The author attributed this new development to some individuals whom he blamed for regarding any literary artistic criticism as being directly directed at them or their leaders instead of accepting that artform as critical in suggesting solutions to human frailties in our society, which book reviews in newspapers and other publications do for a better tomorrow for our nation as a whole.
Implied in the writer in point’s claim about the individuals, including some politicians is that the leaders in question regard themselves as being infallible and should therefore never be criticised in literary works for any shortcomings by them as way of correcting any failures by leaders whether those failures are unintentional.
But, of course, as anyone should know, only Jesus Christ, the son of God and His father our Creator are infallible, which therefore strongly suggests, in this writer’s own humble opinion, that the book value chain must be accorded by all sectors of our society all the support it requires and deserves as a broom that helps in getting rid of political riffraffs from every sector of our society.

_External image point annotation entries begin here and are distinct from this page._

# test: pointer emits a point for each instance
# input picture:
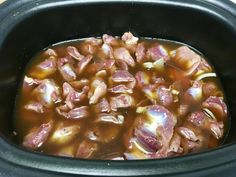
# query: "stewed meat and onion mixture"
(120, 99)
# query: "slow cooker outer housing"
(28, 26)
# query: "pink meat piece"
(122, 76)
(164, 122)
(34, 106)
(49, 65)
(94, 41)
(175, 144)
(99, 89)
(121, 101)
(183, 109)
(187, 133)
(186, 59)
(73, 52)
(62, 110)
(73, 96)
(110, 118)
(51, 52)
(120, 89)
(142, 79)
(217, 129)
(165, 96)
(67, 72)
(129, 38)
(79, 113)
(107, 50)
(197, 118)
(86, 149)
(107, 39)
(217, 106)
(64, 60)
(140, 53)
(157, 52)
(79, 83)
(29, 84)
(103, 106)
(148, 139)
(122, 65)
(124, 55)
(104, 65)
(47, 93)
(37, 136)
(203, 67)
(83, 63)
(158, 80)
(200, 119)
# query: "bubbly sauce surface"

The unnamed writer above in this discourse also said that if the broken book value chain remains unrepaired the future of book printers, bookshops and librarians risked becoming uncertain.
Worse still, in this writer’s fears, literature intended to immortalise the armed revolution by gallant sons and daughters of the soil who retrieved our motherland from racist, oppressive colonial rule by those without knees might not see the light of dawn, or do so for only a short while as any reference to the shortcomings of colonial political rulers might be viewed by some leaders as also referring to their own shortcomings.
One leading Zanu-PF leader has said repeatedly that he had failed to find in local bookshops Creatures at the Top, a book by this writer published locally but on sale in many shops overseas.
A senior employee of the publishing house which put out the book did say however, that the company continued to work with bookshops and that sales of books online by authors was just complementary to the work of book publishers.
In conclusion, the above discourse no doubt leaves many Zimbabweans waiting for our Government’s clear way forward in nation building vis-à-vis the role of literature or collected creative writing by our own authors.